Saya datang ke pelataran tempat mencuci itu untuk membantunya. Sesampai di sana, dia sedang memaki-maki, lebih condong ke tradisi Brisbane daripada tradisi Buddhis. Dia mengeluhkan betapa tidak adil dan kejamnya. “Tidak bisakah kepala vihara menunggu sampai besok? Tidakkah dia menyadari bahwa saya tidak tidur semalaman? Saya tidak menjadi bhikkhu untuk mencuci!” Kata-katanya tidak persis seperti itu, tapi itulah yang masih cukup sopan untuk ditulis di sini.

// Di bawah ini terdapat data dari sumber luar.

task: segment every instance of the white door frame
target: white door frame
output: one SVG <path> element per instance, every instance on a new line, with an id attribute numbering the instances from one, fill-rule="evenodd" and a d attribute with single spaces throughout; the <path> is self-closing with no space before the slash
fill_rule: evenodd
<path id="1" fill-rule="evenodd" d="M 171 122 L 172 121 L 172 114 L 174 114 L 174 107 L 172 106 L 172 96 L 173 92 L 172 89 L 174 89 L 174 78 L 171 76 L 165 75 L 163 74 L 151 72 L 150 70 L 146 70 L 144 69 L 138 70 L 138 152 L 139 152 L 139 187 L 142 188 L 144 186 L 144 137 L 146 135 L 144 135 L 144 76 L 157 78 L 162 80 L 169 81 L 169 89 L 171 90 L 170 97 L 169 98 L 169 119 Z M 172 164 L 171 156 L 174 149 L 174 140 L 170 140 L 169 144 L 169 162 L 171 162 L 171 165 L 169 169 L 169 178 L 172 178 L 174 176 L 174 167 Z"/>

Saat itu terjadi, saya telah menjadi bhikkhu selama beberapa tahun. Saya mengerti yang dia alami dan tahu jalan keluar dari permasalahannya. Saya berkata kepadanya, “Berpikir jauh lebih berat daripada mengerjakannya.”
Dia menjadi terdiam dan memandang saya. Setelah beberapa lama berdiam diri, tanpa berkata apa-apa dia kembali bekerja dan saya kembali ke tempat untuk tidur. Belakangan di hari itu, dia datang menemui saya untuk mengucapkan terima kasih atas bantuan saya mencuci jubah. Memang benar, dia menyadari, berpikir adalah bagian yang terberat. Ketika dia berhenti mengeluh dan hanya mengerjakan cuciannya, sama sekali tidak ada masalah.
Bagian terberat dari segala hal dalam hidup adalah memikirkannya.